I'm going to the library now to look at there town records and archives, which isn't much because most of the archives have gone missing it seems.


----------



## MillieSantana (Feb 17, 2013)

Thats.......odd. Something happened that none wants you to know. Thats for sure.


----------



## churumbeque (Dec 20, 2009)

RememberPearl said:


> I had the entire property checked out to make sure the electric, plumbing etc was all good and sound. The day that Sal died he was in a temporary pasture nowwhere near any electric wires I have on the property, my fences are wood. I had him in there with Roxie, my blind mare to see if they would settle but no.

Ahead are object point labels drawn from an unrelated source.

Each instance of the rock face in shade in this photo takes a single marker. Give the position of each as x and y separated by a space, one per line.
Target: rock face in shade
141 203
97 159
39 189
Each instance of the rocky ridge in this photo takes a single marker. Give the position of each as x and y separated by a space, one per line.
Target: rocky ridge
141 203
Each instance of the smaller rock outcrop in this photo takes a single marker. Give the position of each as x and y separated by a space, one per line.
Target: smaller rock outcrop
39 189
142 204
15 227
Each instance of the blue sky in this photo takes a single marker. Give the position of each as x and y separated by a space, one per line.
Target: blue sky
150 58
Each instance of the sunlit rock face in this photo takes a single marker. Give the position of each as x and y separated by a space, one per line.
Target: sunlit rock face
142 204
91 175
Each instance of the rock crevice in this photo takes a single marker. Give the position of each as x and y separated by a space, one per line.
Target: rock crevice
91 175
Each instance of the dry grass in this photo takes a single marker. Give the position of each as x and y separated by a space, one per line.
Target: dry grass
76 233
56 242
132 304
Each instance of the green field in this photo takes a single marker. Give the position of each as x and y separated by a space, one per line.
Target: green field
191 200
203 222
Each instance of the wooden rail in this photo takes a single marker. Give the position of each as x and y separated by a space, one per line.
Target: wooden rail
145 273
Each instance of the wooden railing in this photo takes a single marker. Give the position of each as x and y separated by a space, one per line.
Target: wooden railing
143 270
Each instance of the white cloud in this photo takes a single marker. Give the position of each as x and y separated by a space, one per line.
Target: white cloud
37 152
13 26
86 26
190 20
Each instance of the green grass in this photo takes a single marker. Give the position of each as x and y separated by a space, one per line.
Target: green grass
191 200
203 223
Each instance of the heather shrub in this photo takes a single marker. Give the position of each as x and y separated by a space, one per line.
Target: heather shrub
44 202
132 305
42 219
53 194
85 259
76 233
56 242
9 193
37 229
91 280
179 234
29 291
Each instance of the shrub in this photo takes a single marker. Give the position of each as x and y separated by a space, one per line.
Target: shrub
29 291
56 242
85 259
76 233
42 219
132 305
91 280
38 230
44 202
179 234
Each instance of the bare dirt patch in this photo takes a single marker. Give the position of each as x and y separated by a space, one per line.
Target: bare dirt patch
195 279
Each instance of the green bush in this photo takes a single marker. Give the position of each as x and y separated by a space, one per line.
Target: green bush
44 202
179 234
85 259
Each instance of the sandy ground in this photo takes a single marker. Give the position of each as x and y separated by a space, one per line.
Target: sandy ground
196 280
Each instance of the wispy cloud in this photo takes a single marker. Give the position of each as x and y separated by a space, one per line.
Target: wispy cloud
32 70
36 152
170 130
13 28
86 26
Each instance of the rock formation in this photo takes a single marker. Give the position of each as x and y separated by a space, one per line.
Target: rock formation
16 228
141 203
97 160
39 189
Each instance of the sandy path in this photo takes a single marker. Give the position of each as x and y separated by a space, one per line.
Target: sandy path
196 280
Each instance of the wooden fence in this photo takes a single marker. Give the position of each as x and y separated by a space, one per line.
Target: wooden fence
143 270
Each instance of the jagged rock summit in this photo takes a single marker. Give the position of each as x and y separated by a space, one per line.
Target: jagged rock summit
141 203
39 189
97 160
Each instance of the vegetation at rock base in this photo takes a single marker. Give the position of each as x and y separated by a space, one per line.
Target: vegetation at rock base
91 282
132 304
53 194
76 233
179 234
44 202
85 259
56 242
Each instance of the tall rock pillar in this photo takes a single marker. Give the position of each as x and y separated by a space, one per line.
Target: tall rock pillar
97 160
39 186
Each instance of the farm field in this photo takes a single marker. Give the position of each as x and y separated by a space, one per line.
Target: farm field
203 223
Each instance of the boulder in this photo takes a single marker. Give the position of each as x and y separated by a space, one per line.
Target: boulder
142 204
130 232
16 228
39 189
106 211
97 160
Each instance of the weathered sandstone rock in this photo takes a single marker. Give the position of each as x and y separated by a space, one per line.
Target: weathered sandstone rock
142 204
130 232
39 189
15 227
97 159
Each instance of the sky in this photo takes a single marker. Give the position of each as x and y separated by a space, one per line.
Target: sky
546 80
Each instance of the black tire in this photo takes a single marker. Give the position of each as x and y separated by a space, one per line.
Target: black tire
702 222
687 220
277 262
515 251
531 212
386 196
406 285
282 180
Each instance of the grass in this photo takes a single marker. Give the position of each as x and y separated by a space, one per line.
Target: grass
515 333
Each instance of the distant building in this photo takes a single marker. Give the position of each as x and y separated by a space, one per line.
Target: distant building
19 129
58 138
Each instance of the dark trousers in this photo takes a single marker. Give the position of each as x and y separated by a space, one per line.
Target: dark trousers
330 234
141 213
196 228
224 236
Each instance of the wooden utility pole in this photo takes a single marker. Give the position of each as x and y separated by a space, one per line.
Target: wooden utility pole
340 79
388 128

 They would not have checked for currant in the ground which was my 1st thought along with spirits. Animals can sense stuff like that and I have watched some paranormal shows about it when animals get upset and we see nothing. You could do some google searches and get info I am sure.


----------



## churumbeque (Dec 20, 2009)

I would also be contacting a lawyer and having him send the old owners and the realtor a threatening letter. It maybe illegal not to disclose any issues like this with the property. I would also do some research which you should have done prior to making an offer on all the sales history and dollar amounts. If the value kept going down that could be an indication of a problem. Also local vets may have some info if others had issues with animals.


----------



## JCnGrace (Apr 28, 2013)

RememberPearl, your horse dying is so sad. I saw a picture of him in another thread last night and he was a looker. I can't even imagine going out and finding a fairly young and healthy horse had died overnight.

Your situation is sounding pretty creepy and I hope you find some answers soon.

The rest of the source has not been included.